Anger explodes up from my toes and spirals out of my body. “You don’t understand! It’s more than the paintings. It’s more! She’s my mom. You don’t understand what it’s like to be torn between wanting to hate someone and wanting them in your life, then hating them all over again!”
“Fuck that, because I do. My mom’s family contacted me. They want to meet me. The goddamned people she ran from want me in their fucked-up lives.”
Noah
Echo and I stare at each other, and I suck in air to get my breathing under control. Her eyes are too wide, and my heart’s pounding too fast. It’s not how I meant to tell her, but it’s out, and I can’t take it back. The edges of my sight are blurry. I’ve drunk too much, but I’m glad the truth is out.
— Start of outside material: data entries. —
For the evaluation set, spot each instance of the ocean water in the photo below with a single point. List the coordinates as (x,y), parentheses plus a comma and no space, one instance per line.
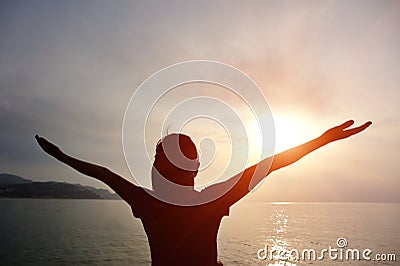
(104,232)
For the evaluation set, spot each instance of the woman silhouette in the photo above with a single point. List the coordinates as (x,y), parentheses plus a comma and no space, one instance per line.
(187,235)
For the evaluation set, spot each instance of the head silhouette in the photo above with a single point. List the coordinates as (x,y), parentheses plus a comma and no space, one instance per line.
(176,160)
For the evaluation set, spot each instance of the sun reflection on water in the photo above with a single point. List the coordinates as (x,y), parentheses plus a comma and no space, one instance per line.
(279,220)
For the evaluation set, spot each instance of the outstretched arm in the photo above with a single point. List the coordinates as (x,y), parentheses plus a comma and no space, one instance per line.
(120,185)
(294,154)
(243,182)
“What did you say?” she asks.
I yank the folded email out of my back pocket and offer it to her. Echo reaches for the paper like she’s seconds from handling a ticking time bomb. She unfolds it, and I slump against her car. Rainwater pooled on the hood, and it soaks through the bottom of my jeans. Damn this entire week to hell.
Too many emotions collide in my brain, and I rake both hands through my hair to ward off any spinning. The alcohol was supposed to help, not hurt.
“It’s not that long, so quit stalling.” The email is short, to the point, and every misspelling informs me that the shit I’m in is deep.
Ms. Peterson,
We no the adoption is compleet, but we’d like to see the boys for a visit. My Sarah wood have wanted that. If not the younger ones, then Noah. He’d be a teen by now. Let him decide.